L’approccio melodico generale merita infine menzione totalmente a parte: sgraziato, atipico, quasi volgare e stridente (si prendano gli ultimi due brani come caliginoso esempio), ricamato da diavoli specialmente in riff scarnificati, sanguinolenti, spigolosi e curiosi nella misura in cui questi non falliscano tuttavia a catturare l’orecchio; sorprendenti in quella della genuina naturalezza con cui i Duivel riescono nell’arduo compito di arrangiare con finezza ogni singolo elemento lasciando il risultato finale coeso e sfaccettato, grezzo e ricercato, gustoso e repellente, incrostato di sangue ed impurità – facendo costantemente respirare la musica per merito di un grande valore atmosferico di fondo nonostante l’efferatezza insolente.
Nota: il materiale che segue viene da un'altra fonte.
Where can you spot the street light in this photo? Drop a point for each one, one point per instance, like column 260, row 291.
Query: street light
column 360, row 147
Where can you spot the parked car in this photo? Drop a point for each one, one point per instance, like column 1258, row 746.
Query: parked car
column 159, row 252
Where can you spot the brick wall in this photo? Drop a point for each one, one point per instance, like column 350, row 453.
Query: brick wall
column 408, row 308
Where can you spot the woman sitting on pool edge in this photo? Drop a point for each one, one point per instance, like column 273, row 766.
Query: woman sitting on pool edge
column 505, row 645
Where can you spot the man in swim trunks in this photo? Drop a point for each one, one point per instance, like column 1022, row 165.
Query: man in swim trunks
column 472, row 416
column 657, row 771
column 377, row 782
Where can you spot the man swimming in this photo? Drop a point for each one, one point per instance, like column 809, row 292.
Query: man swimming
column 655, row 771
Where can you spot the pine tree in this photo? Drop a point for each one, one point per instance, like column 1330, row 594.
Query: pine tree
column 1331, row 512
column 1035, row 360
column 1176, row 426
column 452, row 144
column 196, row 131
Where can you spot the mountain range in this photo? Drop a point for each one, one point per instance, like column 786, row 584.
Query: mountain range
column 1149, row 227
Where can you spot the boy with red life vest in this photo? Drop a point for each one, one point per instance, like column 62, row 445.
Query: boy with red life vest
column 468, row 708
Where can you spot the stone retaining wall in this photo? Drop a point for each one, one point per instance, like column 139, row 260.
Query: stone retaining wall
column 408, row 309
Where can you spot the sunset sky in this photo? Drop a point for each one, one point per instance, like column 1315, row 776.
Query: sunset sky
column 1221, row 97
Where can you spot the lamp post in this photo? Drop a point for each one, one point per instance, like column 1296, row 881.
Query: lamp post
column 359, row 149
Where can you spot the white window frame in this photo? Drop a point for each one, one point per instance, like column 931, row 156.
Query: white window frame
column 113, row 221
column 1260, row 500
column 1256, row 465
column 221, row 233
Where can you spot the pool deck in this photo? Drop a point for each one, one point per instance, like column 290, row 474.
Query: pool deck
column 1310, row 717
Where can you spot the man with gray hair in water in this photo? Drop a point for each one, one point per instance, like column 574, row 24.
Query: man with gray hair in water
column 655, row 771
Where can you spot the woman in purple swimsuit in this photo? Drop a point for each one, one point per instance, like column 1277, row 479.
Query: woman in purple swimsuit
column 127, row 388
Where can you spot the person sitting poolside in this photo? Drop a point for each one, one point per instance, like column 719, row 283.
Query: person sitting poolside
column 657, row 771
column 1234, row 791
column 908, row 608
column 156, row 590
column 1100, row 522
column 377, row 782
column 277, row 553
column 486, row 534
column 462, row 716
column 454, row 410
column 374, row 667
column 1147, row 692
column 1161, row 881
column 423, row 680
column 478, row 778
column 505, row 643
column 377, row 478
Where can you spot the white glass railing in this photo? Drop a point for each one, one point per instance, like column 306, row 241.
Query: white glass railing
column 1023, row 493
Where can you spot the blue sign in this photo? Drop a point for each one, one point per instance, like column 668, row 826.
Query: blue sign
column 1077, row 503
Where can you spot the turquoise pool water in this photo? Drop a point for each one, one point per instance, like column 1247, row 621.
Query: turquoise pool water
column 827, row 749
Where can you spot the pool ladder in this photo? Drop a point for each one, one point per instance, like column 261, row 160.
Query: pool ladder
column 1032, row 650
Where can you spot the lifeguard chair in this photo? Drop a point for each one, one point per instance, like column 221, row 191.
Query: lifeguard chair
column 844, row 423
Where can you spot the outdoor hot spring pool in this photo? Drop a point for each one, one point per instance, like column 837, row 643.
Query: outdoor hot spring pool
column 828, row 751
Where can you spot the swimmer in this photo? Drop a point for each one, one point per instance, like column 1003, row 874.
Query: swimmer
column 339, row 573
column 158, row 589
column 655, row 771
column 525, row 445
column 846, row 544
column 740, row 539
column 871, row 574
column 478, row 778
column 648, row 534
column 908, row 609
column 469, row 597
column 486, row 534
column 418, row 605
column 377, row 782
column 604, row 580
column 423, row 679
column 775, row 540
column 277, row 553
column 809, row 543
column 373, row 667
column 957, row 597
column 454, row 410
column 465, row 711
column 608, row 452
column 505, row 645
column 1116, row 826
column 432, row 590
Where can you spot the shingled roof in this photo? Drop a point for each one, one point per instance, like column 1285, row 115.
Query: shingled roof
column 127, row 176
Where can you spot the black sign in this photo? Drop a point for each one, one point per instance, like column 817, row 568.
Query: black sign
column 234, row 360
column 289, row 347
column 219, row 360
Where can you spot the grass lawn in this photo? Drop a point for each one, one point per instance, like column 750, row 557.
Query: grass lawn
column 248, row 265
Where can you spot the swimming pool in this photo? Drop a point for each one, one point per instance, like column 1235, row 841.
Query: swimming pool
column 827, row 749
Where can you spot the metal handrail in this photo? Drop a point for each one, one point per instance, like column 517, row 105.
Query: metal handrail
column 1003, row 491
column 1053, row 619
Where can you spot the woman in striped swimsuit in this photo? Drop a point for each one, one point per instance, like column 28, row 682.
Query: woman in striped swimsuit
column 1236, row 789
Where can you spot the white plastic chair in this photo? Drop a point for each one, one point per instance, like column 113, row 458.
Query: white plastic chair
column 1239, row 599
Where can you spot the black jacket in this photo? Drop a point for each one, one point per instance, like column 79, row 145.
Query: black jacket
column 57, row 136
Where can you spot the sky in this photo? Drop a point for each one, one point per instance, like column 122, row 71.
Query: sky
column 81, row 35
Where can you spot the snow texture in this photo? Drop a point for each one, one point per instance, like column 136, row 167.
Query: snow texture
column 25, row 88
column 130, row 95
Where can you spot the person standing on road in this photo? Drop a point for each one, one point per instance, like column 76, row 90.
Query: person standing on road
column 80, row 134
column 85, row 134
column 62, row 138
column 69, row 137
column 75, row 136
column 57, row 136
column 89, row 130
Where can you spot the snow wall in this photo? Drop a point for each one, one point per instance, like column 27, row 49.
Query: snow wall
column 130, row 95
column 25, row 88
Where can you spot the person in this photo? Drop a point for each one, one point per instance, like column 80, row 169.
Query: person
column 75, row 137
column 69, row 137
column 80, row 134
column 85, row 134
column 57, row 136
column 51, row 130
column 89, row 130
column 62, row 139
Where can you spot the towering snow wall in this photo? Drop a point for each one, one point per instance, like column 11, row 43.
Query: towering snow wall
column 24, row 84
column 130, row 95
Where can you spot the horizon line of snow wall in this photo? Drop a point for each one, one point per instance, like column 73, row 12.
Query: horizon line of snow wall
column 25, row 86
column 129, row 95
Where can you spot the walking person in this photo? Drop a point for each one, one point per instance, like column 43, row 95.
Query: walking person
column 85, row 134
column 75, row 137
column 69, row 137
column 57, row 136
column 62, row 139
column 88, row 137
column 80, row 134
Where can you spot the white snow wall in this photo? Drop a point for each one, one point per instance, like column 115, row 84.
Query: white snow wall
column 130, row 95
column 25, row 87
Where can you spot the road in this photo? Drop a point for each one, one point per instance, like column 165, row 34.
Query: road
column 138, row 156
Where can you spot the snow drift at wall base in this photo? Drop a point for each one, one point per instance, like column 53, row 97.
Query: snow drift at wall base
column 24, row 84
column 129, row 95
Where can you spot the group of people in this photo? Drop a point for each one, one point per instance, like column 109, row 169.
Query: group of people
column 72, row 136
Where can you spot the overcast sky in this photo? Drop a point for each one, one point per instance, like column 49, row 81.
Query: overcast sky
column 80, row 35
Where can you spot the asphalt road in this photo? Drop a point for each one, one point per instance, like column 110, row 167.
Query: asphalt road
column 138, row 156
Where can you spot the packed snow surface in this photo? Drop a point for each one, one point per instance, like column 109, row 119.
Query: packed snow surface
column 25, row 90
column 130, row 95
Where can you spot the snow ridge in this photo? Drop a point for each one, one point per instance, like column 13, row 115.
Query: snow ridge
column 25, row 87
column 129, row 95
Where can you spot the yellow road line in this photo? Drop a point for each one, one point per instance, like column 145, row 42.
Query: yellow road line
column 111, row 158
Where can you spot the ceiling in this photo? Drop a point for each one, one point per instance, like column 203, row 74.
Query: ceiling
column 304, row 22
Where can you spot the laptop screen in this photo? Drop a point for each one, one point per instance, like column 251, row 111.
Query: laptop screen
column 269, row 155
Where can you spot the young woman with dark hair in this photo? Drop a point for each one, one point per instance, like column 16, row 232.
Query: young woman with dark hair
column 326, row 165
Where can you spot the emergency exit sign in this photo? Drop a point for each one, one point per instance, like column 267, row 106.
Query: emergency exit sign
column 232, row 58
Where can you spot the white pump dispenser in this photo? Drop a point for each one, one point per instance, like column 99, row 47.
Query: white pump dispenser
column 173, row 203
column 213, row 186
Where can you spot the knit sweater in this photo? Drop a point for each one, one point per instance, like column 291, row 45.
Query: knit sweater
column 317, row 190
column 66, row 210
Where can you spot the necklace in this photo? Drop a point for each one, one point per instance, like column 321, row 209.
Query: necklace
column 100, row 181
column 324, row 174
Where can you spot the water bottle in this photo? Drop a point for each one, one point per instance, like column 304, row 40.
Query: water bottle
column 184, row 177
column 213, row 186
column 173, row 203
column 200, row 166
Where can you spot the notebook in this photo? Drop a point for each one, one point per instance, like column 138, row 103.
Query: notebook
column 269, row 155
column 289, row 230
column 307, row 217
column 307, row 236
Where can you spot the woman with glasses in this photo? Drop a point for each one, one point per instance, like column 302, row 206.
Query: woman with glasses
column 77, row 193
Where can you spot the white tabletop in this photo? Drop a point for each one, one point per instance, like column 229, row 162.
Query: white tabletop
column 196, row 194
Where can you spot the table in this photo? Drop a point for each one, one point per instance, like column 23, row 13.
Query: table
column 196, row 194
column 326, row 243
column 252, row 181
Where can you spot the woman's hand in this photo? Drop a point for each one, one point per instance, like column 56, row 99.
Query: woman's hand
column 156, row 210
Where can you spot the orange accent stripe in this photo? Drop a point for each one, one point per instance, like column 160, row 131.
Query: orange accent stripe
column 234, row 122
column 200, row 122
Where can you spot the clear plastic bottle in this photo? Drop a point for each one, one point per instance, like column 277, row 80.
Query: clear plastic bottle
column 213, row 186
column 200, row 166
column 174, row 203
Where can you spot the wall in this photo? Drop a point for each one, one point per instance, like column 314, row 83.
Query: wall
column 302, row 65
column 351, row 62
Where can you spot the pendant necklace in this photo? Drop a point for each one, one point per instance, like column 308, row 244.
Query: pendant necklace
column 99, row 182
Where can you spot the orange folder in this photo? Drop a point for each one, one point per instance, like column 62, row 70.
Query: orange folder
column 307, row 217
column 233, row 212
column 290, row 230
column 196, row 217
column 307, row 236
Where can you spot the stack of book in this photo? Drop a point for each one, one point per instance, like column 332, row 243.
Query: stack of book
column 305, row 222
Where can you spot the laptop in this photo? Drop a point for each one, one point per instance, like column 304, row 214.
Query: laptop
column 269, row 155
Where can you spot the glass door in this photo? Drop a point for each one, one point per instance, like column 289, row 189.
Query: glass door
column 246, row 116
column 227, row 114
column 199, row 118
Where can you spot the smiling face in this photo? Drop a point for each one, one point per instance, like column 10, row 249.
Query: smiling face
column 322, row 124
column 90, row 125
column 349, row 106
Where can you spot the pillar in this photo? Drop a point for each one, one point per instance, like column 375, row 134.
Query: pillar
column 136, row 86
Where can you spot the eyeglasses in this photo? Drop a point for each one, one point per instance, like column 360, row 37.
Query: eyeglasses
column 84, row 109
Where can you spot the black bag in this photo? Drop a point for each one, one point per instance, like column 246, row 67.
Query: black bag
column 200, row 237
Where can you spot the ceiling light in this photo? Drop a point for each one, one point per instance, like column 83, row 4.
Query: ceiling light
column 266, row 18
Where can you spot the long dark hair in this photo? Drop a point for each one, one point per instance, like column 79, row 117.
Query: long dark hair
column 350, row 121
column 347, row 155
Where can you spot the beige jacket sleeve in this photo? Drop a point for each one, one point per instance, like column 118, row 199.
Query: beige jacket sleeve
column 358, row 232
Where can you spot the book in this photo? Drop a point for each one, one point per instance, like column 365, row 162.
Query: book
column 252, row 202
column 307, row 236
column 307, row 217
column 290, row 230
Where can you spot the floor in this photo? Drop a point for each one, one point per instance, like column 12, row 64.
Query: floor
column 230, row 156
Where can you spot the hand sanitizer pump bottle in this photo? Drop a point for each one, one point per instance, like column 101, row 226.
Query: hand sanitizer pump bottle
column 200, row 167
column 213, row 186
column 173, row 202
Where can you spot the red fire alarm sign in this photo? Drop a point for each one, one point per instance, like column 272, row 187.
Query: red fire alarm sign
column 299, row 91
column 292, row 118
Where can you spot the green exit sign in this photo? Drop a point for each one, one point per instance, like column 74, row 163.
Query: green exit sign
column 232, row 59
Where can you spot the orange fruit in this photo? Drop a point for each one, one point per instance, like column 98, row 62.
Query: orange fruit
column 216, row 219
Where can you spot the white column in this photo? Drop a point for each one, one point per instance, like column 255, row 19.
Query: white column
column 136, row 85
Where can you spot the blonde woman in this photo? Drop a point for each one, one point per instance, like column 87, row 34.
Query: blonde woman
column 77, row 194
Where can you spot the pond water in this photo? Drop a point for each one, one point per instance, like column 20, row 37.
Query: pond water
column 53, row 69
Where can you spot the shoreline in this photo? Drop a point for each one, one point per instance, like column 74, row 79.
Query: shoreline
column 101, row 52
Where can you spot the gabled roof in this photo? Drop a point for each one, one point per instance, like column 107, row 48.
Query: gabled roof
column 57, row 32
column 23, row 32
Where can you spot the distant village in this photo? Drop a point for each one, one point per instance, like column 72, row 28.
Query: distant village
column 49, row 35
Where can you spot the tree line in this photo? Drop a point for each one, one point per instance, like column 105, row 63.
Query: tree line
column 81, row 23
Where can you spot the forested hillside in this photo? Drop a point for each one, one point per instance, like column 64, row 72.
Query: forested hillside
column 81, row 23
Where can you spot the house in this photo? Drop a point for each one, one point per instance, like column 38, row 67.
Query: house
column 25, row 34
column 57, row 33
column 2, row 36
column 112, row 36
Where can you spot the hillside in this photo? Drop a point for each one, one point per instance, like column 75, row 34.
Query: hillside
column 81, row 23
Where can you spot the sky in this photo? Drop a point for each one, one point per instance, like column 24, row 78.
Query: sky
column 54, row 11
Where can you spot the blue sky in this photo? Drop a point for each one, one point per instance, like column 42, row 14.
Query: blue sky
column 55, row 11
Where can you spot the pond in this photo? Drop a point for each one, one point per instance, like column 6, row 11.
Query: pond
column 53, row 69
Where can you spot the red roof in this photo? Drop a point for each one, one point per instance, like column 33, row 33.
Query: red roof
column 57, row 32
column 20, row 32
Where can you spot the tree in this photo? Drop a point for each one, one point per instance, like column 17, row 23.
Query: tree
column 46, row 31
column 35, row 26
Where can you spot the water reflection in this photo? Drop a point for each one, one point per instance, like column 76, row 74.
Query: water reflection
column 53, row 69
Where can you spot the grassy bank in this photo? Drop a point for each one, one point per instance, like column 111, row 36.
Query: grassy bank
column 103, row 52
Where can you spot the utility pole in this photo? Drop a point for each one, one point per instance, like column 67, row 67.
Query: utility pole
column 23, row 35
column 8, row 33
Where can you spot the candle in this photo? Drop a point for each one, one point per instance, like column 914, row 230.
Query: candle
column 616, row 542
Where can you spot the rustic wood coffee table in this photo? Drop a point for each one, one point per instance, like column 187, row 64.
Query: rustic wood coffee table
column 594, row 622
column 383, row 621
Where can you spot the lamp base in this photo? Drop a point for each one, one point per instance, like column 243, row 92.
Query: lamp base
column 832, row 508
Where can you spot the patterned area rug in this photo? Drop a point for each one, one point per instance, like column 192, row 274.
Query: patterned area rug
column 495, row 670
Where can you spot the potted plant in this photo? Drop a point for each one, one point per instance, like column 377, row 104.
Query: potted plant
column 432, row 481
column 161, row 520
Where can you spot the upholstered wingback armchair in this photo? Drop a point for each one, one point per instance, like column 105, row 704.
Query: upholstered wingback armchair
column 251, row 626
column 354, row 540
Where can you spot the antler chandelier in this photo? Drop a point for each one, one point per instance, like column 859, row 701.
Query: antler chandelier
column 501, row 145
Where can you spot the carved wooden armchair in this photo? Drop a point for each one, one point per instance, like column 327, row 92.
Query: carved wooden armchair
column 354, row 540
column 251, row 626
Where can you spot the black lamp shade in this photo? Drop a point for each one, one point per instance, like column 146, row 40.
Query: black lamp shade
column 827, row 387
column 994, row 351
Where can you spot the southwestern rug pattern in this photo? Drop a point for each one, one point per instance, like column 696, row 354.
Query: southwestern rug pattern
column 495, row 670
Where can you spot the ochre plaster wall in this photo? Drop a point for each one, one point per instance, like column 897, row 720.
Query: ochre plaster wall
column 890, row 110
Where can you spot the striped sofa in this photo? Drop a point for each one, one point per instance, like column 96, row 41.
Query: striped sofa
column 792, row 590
Va da sé che, dunque, peculiarità come ad esempio le suggestioni mutuate dalla corte della tradizione Dark Heavy Metal (la Danimarca non è del resto geograficamente così distante…) siano rese irriconoscibili nell’amalgama da una incrustatio di sporco irremovibile; quel che ancor di più però merita attenzione è altresì come il nucleo compositivo del trio neerlandese faccia sembrare il processo semplicissimo, come fosse risultato della più grande ed inevitabile naturalezza e non di un intrigo dalla conditio tanto dissacrante quanto talentuosa, una che li propone fin dal principio non più come debuttanti d’interesse ma come realtà di già effettivo valore senza necessità di seconde repliche.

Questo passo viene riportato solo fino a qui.